Auf der einen Seite ist Ben froh, dass das, was ihn über so viele Jahre belastet hat, endlich einen Namen hat, dass er um seine Hochsensibilität weiß. Aber auf der anderen Seite würde er sich wünschen, dass seine Herausforderungen sichtbar wären: „Das macht mich manchmal wütend, weil die Einschränkungen oft so gravierend sind, dass sie mein ganzes Leben bestimmen.“ Ein gebrochener Knochen sei sichtbar, „Erschöpfung und psychische Leiden sind es häufig nicht oder nur mit hohem medizinischen Aufwand. Ich hoffe, dass es in der Medizintechnik irgendwann einfache Messmethoden hierfür gibt, das würde vielen Menschen viel Leid ersparen.“

Hochsensibel zu sein, ist keine Störung, keine medizinische Diagnose

Hochsensibel zu sein, ist indes keine Störung, keine medizinische Diagnose, sondern ein Persönlichkeitsmerkmal, erklärt Andrea Nagel. In der Medizin werde Hochsensibilität derzeit „als Modediagnose angesehen“. Nichtsdestotrotz gibt es für den Stammtisch, den Andrea Nagel für hochsensible Menschen ehrenamtlich ins Leben gerufen hat, schon eine Warteliste.

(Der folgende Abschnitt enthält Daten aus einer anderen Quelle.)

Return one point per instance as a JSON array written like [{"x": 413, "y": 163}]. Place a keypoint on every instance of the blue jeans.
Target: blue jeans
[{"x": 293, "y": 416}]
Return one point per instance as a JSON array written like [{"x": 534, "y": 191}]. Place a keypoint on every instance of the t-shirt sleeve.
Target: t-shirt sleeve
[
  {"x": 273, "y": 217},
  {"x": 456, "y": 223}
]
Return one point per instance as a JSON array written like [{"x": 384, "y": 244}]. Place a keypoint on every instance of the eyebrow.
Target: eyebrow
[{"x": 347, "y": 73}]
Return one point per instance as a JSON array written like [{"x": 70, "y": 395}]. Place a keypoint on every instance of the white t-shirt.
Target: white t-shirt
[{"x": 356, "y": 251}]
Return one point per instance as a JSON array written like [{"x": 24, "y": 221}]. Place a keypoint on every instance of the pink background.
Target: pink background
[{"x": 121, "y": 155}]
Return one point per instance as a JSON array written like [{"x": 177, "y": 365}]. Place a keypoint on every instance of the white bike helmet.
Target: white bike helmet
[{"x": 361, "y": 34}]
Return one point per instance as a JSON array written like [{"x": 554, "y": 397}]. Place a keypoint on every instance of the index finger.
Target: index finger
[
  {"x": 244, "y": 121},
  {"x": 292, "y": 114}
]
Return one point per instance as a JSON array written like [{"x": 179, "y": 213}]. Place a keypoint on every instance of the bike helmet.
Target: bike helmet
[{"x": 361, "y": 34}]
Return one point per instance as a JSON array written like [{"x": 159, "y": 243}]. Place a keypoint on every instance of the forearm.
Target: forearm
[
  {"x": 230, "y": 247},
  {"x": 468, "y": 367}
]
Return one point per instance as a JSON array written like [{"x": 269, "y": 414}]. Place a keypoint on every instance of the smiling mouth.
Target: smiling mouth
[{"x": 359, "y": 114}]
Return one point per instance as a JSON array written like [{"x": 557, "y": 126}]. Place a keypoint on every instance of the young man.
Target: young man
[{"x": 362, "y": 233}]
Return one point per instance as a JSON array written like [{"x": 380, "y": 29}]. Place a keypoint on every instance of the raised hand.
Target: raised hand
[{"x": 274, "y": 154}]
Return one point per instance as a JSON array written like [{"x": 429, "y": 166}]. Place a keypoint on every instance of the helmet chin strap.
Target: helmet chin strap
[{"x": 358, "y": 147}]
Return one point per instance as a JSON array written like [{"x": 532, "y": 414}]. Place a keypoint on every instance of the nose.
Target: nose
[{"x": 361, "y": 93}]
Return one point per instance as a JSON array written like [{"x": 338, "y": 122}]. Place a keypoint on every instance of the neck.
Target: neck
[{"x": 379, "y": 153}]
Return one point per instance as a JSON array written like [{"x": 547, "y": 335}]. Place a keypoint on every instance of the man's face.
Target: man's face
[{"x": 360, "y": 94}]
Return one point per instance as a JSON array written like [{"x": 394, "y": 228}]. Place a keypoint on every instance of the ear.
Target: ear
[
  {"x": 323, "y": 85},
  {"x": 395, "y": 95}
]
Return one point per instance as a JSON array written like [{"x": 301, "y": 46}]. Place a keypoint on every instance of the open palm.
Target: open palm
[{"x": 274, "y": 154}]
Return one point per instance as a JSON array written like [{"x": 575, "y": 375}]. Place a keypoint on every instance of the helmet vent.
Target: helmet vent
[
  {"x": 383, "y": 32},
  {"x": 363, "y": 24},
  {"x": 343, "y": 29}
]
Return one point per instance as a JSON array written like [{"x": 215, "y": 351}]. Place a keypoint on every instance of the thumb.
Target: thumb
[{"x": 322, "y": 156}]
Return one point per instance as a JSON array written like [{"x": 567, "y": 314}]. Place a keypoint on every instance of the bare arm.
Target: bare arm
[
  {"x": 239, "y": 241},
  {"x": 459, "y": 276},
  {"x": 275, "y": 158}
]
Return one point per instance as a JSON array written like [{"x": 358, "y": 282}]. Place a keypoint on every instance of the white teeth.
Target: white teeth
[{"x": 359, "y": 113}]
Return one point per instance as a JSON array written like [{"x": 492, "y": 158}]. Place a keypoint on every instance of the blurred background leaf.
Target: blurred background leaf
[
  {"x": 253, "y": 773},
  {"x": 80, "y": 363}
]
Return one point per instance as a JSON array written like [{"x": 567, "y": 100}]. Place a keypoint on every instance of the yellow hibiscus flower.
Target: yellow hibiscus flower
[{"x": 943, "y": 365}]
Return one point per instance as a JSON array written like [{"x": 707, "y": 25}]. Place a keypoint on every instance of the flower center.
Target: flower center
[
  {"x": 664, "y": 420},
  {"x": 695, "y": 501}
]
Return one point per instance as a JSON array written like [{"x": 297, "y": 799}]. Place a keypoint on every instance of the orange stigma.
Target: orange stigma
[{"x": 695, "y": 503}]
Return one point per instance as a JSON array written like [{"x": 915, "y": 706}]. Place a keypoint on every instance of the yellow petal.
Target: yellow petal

„Stark sein“, „Keine Schwäche zeigen“, „Was sollen die Leute von mir denken?“

Dass Ben als Mann zu seiner Hochsensibilität steht, sei die Ausnahme, erläutert Andrea Nagel: „Sie kommen doch alle nicht aus der Höhle.“ Stattdessen stehen Glaubenssätze wie „Stark sein“, „Keine Schwäche zeigen“ und „Was sollen denn die Leute von mir denken?“ bei den meisten Männern immer noch im Vordergrund, stellt Andrea Nagel fest.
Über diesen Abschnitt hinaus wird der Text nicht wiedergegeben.